Takes multi-channel speech waveform data from multi microphone arrays. This node is an enhanced version of AudioStreamFromMic to correspond to multiple devices. MultiAudioStreamFromMic corrects the difference in the number of frames between microphone devices when data is received over a long period of time.

6.1.2.2 Necessary file

No files are required.

6.1.2.3 Usage

When to use

This node is used to deal with multi-channel speech waveform data from multi microphone arrays as the input for HARK system. Note that it requires that the all microphone arrays are the same model, or that they have the same specification.

Typical connection

Figure 6.7 shows a connection example of the MultiAudioStreamFromMic .

$\includegraphics[width=0.8\textwidth ]{fig/modules/MultiAudioStreamFromMic}$

Figure 6.7: Example of the MultiAudioStreamFromMic in LOOP0

6.1.2.4 Input-output and property of the node

Table 6.3: Parameter list of MultiAudioStreamFromMic

Parameter name	Type	Default value	Unit	Description
LENGTH	`int`	512	[pt]	Frame length as a fundamental unit for processing.
ADVANCE	`int`	160	[pt]	Frame shift length.
CHANNEL_COUNT	`int`	8	[ch]	Microphone input channel number of a device to use.
SAMPLING_RATE	`int`	16000	[Hz]	Sampling frequency of audio waveform data loaded.
DEVICETYPE	`string`	WS		Type of device to be used.
GAIN	`string`	0dB		Gain value used with RASP device.
DEVICE	`string`	/dev/null		A list of identification names required to access the devices.
FRAME_COUNT_SKEW_TOLERANCE	`float`	5.0	[sec]	The tolerance in frame number in seconds.

Input

None.

Output

AUDIO0: : Matrix<float> type. Indexed, multichannel audio waveform data with rows as channels and columns as samples. Size of the column is equal to the parameter LENGTH. This output terminals is hidden by default. The output terminal corresponding to each device needs to be added manually.
NOT_EOF: : bool type. This indicates whether there is still input from the waveform to be processed. Used as an ending flag when processing the waveforms in a loop. When it is true, waveforms are loaded, and when it is false, reading is complete. true is output continuously.

Please see the figure 6.8 to add the output terminals to the node.
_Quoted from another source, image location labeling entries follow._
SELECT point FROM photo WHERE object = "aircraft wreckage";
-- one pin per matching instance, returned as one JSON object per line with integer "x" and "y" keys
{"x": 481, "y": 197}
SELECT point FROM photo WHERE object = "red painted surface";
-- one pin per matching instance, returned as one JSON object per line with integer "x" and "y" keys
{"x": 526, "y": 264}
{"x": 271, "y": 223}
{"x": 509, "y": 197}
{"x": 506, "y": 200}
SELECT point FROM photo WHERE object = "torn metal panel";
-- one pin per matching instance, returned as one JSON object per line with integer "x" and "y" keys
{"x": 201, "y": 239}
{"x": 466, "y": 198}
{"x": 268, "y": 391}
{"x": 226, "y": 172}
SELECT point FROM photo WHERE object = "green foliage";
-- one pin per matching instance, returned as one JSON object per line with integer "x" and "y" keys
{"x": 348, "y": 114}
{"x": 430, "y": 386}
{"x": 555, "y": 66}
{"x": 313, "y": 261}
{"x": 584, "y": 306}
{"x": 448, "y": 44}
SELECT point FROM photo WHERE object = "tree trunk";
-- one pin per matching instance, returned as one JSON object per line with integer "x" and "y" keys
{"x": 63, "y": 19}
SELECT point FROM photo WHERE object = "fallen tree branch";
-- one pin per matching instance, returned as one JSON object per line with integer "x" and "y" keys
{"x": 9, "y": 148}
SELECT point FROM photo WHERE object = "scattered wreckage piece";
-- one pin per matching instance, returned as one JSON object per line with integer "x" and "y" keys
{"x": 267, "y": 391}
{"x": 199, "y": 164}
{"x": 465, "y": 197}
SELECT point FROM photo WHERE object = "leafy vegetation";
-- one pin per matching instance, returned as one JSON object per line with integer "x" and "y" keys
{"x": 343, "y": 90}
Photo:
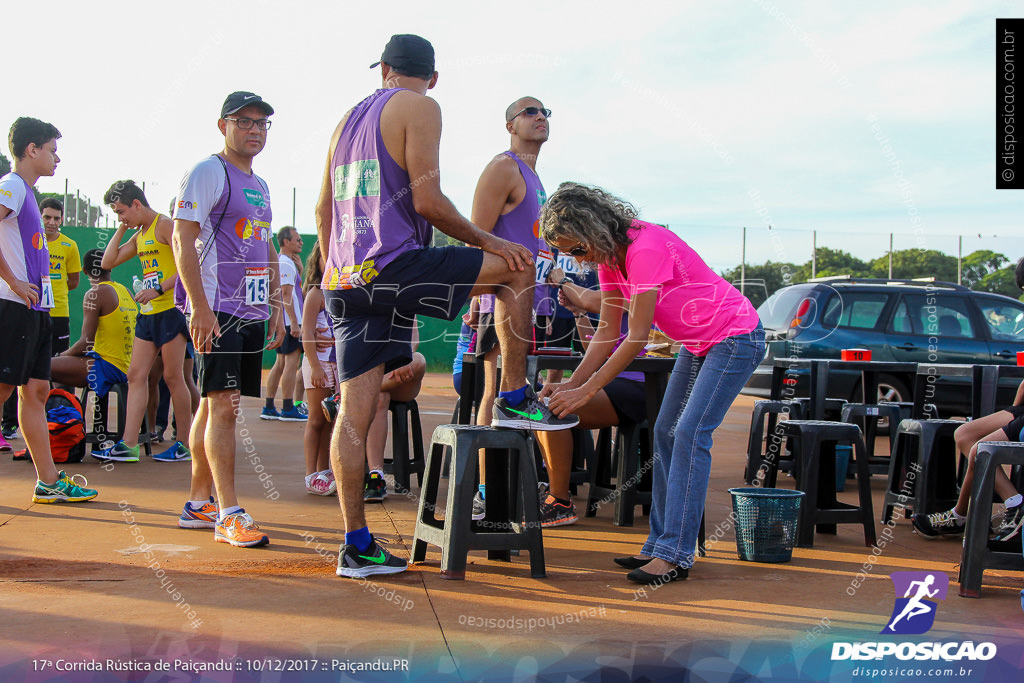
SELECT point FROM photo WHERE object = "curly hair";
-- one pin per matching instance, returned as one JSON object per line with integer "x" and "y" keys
{"x": 596, "y": 218}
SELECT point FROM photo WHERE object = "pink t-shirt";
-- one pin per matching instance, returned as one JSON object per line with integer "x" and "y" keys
{"x": 695, "y": 305}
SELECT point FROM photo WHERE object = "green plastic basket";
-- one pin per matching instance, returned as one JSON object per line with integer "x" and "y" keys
{"x": 766, "y": 522}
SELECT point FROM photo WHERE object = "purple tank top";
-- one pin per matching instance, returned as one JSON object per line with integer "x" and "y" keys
{"x": 374, "y": 219}
{"x": 236, "y": 267}
{"x": 521, "y": 225}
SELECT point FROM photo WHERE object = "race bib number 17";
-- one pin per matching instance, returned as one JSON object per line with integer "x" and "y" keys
{"x": 257, "y": 286}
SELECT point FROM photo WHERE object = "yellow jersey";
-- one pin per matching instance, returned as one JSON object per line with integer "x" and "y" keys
{"x": 116, "y": 331}
{"x": 158, "y": 265}
{"x": 64, "y": 261}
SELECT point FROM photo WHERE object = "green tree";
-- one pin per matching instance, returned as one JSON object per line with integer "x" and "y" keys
{"x": 911, "y": 263}
{"x": 762, "y": 281}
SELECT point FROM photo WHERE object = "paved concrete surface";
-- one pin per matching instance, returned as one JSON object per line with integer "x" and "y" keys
{"x": 76, "y": 585}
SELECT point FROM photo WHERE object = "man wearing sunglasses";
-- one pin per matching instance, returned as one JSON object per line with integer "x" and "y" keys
{"x": 223, "y": 249}
{"x": 507, "y": 204}
{"x": 381, "y": 195}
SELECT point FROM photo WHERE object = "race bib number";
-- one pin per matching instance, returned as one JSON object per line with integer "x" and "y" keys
{"x": 545, "y": 262}
{"x": 568, "y": 264}
{"x": 46, "y": 293}
{"x": 151, "y": 281}
{"x": 257, "y": 286}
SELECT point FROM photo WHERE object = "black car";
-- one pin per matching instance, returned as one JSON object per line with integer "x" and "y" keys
{"x": 902, "y": 321}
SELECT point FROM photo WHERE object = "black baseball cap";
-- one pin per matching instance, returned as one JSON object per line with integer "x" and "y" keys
{"x": 409, "y": 53}
{"x": 241, "y": 99}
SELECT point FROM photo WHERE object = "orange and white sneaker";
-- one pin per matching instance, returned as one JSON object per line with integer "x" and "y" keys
{"x": 204, "y": 516}
{"x": 240, "y": 529}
$\includegraphics[width=\linewidth ]{fig/modules/MultiAudioStreamFromMic_output1}$
Step 1: Right click on MultiAudioStreamFromMic and then, click Add Output

$\includegraphics[width=\linewidth ]{fig/modules/MultiAudioStreamFromMic_output2}$
Step 2: Type AUDIO0 in the input field for Name of Add Output and then, click Add

$\includegraphics[width=\linewidth ]{fig/modules/MultiAudioStreamFromMic_output3}$
Step 3: The output terminal, AUDIO0, is added to the node

$\includegraphics[width=\linewidth ]{fig/modules/MultiAudioStreamFromMic_output4}$
Step 4: Repeat from Step 1 to Step 3 to add the output terminals as needed

Figure 6.8: Steps to add output terminals

Parameter

LENGTH, ADVANCE, CHANNEL_COUNT, SAMPLING_RATE, DEVICETYPE, GAIN: : Refer the parameter of the AudioStreamFromMic node. These values are the same for each device.
DEVICE: : string type. A list of identification names required to access the device. Specify identification names of multiple devices separated by space characters. Each separated identification name of a device is the same as DEVICE of AudioStreamFromMic .
FRAME_COUNT_SKEW_TOLERANCE: : float type. The tolerance in frame number in seconds.
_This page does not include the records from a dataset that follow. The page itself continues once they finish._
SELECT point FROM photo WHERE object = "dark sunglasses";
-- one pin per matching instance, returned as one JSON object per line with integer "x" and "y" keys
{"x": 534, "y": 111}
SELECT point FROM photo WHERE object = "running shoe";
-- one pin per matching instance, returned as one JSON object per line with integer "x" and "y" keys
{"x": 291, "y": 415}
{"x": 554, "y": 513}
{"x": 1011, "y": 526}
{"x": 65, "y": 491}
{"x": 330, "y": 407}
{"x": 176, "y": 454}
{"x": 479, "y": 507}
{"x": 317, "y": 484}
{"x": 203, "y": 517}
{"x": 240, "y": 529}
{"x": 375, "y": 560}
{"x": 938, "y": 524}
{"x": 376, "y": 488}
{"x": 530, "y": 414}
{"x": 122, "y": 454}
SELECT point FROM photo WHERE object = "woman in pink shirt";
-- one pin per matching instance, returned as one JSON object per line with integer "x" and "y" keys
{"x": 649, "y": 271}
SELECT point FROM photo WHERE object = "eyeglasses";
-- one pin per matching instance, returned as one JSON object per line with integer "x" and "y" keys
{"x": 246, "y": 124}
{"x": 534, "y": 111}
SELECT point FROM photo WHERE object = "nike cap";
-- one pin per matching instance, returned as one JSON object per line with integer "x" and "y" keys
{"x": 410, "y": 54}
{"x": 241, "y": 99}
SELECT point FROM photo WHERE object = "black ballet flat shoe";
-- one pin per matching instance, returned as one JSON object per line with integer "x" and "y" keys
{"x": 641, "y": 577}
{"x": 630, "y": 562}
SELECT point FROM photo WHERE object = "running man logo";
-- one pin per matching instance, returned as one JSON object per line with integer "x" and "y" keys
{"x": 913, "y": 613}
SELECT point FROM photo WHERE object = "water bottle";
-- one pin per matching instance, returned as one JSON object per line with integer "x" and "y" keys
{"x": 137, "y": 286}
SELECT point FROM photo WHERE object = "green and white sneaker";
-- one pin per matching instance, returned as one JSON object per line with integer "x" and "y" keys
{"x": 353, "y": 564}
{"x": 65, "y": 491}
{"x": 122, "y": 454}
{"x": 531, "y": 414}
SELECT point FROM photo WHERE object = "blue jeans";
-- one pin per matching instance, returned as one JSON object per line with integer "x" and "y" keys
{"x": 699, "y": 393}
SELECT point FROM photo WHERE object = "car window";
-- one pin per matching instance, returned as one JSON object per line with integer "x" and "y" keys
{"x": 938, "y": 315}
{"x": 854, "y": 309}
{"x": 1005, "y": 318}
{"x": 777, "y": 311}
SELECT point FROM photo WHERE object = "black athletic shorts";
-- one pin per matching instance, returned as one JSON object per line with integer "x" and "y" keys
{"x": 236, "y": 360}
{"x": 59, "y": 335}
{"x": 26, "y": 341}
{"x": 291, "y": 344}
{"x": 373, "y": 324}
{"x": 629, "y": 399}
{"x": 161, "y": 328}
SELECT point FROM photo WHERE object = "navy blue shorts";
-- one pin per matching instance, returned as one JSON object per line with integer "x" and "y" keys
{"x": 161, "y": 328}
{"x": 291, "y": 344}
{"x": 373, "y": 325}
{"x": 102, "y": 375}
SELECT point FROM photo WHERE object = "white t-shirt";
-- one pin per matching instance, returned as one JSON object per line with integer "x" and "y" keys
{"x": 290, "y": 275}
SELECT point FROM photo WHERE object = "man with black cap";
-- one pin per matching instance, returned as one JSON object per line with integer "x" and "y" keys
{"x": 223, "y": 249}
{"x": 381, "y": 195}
6.1.2.5 Details of the node

This node is an enhanced version of AudioStreamFromMic to deal with multiple devices. Each device specified in the list of devices separated by blank space of the DEVICE parameter corresponds to each output terminal AUDIO arranged in ascending order of the serial number. In the FRAME_COUNT_SKEW_TOLERANCE parameter, specify the timing to correct the difference in the number of frames. When the difference between the maximum value and the minimum value in the speech waveform data from multiple devices reaches the value specified by FRAME_COUNT_SKEW_TOLERANCE, the data that is the maximum will be deleted by the amount equivalent to the value specified in the FRAME_COUNT_SKEW_TOLERANCE parameter.